Origines, prémisses et contexte scientifique du programme

Le programme prolonge et développe le programme « Diglossie, traduction intralinguale, interprétation » du contrat 2019-2023. (Voir document bilan du programme.) Il en supprime toutefois le caractère transversal, se concentrant uniquement sur le domaine sinologique.

Il poursuit une réflexion engagée dans les travaux et les conférence EPHE 2018-2023 de Rainier Lanselle autour de la pièce L’Éventail aux fleurs de pêcher (Taohua shan) de Kong Shangren (1648-1718) et à propos de la diffusion du savoir sur l’histoire du déclin et de la chute des Ming dans les littératures vernaculaires du XVIIe siècle.

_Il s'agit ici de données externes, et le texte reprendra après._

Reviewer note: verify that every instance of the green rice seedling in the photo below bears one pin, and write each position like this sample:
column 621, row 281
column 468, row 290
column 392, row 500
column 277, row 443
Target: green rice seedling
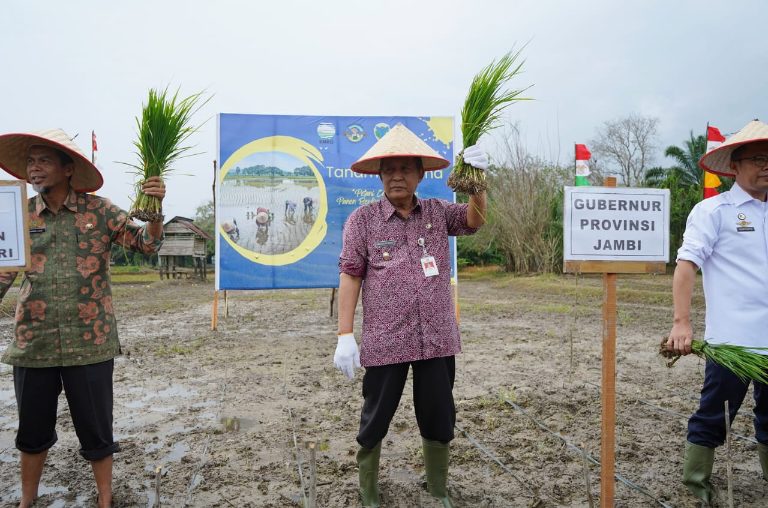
column 481, row 113
column 746, row 362
column 163, row 128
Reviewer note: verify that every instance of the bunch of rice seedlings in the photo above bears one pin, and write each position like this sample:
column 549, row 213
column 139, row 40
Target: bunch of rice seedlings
column 743, row 361
column 162, row 129
column 481, row 112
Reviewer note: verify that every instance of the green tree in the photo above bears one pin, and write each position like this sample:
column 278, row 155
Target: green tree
column 687, row 171
column 685, row 182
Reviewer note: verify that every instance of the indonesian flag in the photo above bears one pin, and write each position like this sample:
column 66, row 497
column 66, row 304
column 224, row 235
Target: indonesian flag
column 711, row 180
column 582, row 165
column 714, row 138
column 94, row 146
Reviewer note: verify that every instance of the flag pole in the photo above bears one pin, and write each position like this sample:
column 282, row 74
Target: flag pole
column 575, row 174
column 704, row 173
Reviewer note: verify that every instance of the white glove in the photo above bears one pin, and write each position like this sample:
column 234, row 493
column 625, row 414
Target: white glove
column 476, row 157
column 347, row 356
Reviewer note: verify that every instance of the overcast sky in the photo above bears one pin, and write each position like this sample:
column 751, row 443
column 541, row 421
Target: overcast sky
column 87, row 65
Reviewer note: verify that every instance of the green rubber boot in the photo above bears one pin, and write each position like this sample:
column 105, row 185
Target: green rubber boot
column 697, row 470
column 762, row 453
column 368, row 471
column 436, row 467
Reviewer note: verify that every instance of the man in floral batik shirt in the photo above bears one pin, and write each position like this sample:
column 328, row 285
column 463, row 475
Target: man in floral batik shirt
column 65, row 334
column 395, row 251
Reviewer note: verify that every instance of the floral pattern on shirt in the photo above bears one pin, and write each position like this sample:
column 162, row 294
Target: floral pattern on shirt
column 406, row 315
column 64, row 315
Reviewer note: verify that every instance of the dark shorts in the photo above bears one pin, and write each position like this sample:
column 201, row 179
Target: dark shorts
column 88, row 389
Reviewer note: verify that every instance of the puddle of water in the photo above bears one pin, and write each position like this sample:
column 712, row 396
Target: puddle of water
column 178, row 451
column 153, row 447
column 176, row 391
column 43, row 490
column 134, row 404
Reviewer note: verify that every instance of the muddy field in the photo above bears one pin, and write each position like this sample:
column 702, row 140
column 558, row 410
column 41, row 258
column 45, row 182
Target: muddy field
column 226, row 415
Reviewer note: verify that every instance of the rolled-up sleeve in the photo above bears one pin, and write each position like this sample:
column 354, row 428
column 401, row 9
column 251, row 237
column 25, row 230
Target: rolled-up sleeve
column 456, row 219
column 700, row 235
column 128, row 234
column 352, row 259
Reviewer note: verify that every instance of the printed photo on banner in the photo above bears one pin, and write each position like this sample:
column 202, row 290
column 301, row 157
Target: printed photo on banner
column 284, row 190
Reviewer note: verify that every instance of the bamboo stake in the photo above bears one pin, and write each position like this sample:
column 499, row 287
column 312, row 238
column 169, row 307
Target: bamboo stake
column 728, row 461
column 215, row 315
column 585, row 462
column 312, row 475
column 158, row 476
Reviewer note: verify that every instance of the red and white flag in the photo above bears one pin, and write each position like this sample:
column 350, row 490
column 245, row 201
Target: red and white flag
column 94, row 147
column 711, row 180
column 582, row 164
column 714, row 138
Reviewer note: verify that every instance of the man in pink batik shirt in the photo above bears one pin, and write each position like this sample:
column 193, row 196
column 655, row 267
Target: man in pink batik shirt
column 399, row 247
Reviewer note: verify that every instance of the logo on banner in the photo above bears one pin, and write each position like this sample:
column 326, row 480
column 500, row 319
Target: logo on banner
column 326, row 132
column 380, row 129
column 354, row 133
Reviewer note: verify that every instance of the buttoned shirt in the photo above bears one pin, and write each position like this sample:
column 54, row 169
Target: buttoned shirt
column 407, row 316
column 727, row 237
column 64, row 314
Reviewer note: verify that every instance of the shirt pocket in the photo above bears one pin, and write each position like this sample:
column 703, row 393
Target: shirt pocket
column 92, row 243
column 384, row 255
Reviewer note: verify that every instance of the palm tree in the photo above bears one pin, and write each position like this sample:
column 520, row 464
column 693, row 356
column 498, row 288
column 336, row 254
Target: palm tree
column 687, row 172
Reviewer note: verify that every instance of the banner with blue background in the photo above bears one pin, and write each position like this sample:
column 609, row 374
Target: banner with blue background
column 284, row 190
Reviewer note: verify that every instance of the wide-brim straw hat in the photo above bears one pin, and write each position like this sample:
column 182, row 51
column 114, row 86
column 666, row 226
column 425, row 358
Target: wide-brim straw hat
column 14, row 150
column 399, row 142
column 719, row 160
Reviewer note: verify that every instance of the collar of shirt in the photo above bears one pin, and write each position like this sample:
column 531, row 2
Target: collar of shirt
column 70, row 202
column 739, row 196
column 388, row 209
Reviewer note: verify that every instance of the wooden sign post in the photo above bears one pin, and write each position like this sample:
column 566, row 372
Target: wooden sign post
column 610, row 231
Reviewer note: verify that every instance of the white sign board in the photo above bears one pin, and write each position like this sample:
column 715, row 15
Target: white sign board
column 14, row 234
column 616, row 224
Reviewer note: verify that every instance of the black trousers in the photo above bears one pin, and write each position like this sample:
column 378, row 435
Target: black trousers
column 707, row 425
column 89, row 393
column 432, row 399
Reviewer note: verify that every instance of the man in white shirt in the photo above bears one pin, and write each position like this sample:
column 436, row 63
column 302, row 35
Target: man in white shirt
column 727, row 237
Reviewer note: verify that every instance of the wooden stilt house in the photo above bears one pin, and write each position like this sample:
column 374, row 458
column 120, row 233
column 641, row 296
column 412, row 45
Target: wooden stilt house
column 183, row 251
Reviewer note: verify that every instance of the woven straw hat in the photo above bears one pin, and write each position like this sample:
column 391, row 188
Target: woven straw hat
column 719, row 160
column 399, row 142
column 262, row 217
column 14, row 149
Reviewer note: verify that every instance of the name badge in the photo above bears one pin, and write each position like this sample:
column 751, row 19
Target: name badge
column 429, row 266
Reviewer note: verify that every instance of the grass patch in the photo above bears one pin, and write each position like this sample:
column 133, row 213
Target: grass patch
column 179, row 348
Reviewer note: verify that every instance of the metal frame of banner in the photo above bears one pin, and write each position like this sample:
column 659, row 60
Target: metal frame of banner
column 610, row 270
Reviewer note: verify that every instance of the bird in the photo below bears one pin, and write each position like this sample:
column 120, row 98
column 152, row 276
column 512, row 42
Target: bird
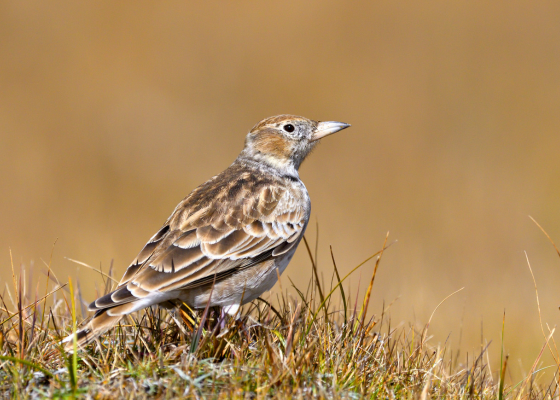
column 228, row 241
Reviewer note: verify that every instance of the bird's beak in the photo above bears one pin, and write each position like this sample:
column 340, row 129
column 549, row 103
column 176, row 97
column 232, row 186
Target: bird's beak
column 328, row 128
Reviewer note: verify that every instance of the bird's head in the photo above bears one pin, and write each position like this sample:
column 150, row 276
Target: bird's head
column 284, row 141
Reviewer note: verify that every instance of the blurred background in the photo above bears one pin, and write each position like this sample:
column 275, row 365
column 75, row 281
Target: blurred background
column 112, row 112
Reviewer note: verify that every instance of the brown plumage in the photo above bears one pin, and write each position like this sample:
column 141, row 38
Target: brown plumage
column 231, row 236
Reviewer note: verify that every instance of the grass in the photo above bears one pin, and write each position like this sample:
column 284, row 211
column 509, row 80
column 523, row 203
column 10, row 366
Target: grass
column 322, row 344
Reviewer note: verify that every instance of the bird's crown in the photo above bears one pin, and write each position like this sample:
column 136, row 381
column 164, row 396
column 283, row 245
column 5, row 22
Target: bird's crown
column 283, row 141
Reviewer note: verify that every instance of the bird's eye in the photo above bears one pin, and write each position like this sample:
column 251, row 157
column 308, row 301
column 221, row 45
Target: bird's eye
column 289, row 128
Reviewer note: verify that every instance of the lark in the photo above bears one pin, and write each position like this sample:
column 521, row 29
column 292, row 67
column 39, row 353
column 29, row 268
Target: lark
column 228, row 241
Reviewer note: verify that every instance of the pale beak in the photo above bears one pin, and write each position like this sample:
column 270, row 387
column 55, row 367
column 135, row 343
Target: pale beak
column 328, row 128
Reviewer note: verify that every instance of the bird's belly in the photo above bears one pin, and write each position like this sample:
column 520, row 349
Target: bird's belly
column 239, row 288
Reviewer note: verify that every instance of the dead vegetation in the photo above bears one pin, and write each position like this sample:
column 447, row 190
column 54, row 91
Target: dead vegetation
column 322, row 344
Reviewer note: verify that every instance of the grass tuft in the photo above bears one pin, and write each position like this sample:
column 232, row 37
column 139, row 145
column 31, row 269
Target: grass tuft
column 320, row 344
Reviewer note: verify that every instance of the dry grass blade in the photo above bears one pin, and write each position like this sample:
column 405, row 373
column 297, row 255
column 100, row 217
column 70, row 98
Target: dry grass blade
column 365, row 304
column 278, row 350
column 546, row 234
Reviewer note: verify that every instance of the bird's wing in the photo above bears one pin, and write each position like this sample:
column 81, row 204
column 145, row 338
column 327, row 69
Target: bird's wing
column 207, row 240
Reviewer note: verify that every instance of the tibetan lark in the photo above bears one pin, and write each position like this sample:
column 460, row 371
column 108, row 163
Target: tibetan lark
column 226, row 243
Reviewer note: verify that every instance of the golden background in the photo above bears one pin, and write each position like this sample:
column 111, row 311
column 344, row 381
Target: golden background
column 112, row 112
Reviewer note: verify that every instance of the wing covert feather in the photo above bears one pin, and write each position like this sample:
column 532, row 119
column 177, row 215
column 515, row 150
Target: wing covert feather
column 217, row 235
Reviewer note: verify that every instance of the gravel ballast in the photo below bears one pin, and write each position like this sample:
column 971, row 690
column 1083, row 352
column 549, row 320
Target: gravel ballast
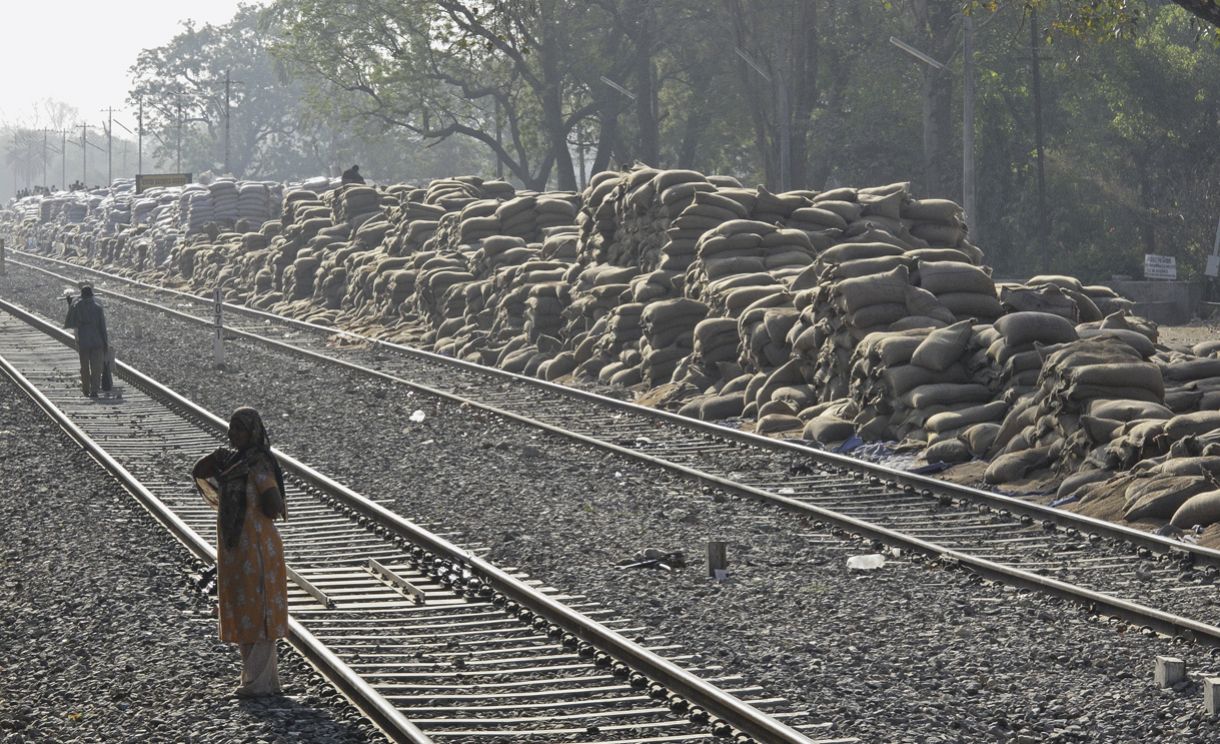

Il poursuit également les travaux de Marie Bizais-Lillig sur les pratiques exégétiques et le commentaire, notamment la rhétorique du commentaire et les paratextes (cf. le double atelier « Le commentaire : du texte au geste » organisé à l’Université de Strasbourg, décembre 2022 et mars 2023 avec le soutien du CRCAO (https://commentinasia.sciencesconf.org/)).

Projet et échéancier

Le programme vise à réexaminer la question du rapport entre texte et commentaire dans la Chine classique, prémoderne et moderne à la lumière des avancées récentes dans les domaines de la philologie, de l’histoire de la littérature, des études de la traduction et des humanités numériques.

L’étude du commentaire aux époques classique, prémoderne et moderne s’inscrit dans un questionnement plus général sur les moyens de circulation et de diffusion des savoirs. Les savoirs considérés sont ceux des lettrés, des textes littéraires et patrimoniaux, mais aussi des savoirs pratiques, y compris du quotidien, à l’exclusion des savoirs proprement scientifiques.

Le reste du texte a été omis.